In the largest outbreak of Ebola hemorrhagic fever to date that occurred in Uganda from August 2000 to January 2001, a nested RT-PCR, combining with two-step real-time RT-PCR and one-step real-time RT-PCR was used in field diagnosis . The greatest value of early case identification in the real-time RT-PCR-based assay was clearly demonstrated by its ability to identify patients. It gave earlier identifi-cation than any other available tests. Recently, in the outbreak of a large hemorrhagic fever which was investigated by the Centers for Disease Control and Prevention in northern Angola, MARV was confirmed as the cause of the outbreak. The primer and probe set was newly designed specifically for the VP40 gene sequences in the outbreak . As well as in the field diagnosis in Uganda mentioned above, real-time RT-PCR assay outperformed all other assays designed to detect acute MARV infection, including the "gold standard" virus isolation assay. It was also sufficiently robust to allow deployment into a field setting in Angola. The extensive virus genomic analysis in this study also confirmed that the VP40 gene target of MARV was an excellent choice for a broadly reactive MARV detection assay. The performance of real-time RT-PCR in such outbreaks suggests that it should be a highly useful assay for detection of potential naturally occurring or terrorist activities outbreaks in the future.
The first industry-standard molecular assay for all filoviruses species was designed by Panning et al . They developed a diagnostic real-time RT-PCR reaction kit for filoviruses based on the strain collections of all participants in the network of European biosafety level 4 laboratories. The kit facilitated reliable detection or exclusion screening of filovirus infections. Meanwhile, they also stated that any kit like this can never be guaranteed that a PCR assay will detect unknown filovirus strains that may emerge in the future.
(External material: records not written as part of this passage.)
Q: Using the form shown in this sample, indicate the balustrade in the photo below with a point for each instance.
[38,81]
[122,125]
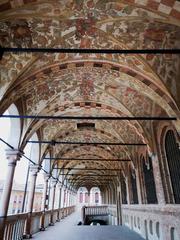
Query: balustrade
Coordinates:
[15,225]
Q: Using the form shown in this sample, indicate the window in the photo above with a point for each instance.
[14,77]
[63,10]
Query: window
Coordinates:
[123,191]
[173,163]
[149,183]
[170,166]
[134,198]
[81,197]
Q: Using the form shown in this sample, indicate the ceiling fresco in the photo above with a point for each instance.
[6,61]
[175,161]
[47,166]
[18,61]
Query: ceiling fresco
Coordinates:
[91,84]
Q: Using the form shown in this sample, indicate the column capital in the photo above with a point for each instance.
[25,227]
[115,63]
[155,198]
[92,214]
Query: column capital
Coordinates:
[46,176]
[34,169]
[60,185]
[13,155]
[54,182]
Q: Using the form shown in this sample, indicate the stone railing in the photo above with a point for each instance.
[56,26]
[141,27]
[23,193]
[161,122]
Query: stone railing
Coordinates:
[15,225]
[96,210]
[153,222]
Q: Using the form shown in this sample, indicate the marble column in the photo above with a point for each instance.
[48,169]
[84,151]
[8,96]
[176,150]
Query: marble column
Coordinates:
[59,185]
[158,180]
[12,157]
[34,169]
[44,201]
[138,186]
[53,194]
[128,190]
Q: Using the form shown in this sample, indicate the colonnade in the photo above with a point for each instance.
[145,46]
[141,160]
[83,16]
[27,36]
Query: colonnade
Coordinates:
[58,197]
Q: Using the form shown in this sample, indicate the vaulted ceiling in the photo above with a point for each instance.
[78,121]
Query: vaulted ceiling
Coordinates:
[91,84]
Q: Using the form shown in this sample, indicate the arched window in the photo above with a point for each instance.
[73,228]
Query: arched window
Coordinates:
[134,198]
[96,197]
[123,191]
[173,164]
[149,183]
[81,197]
To conclude, there exist many methods for detection and diagnosis of filoviruses. Among them, PCR methods have shown their values for early detection of the viruses due to their high sensitivity and fast speed. However, due to continuous mutation of the viruses, it is expected that the more traditional methods, such as virus isolation and electron microscopy, would also need developing for better identification of filoviruses during future outbreaks.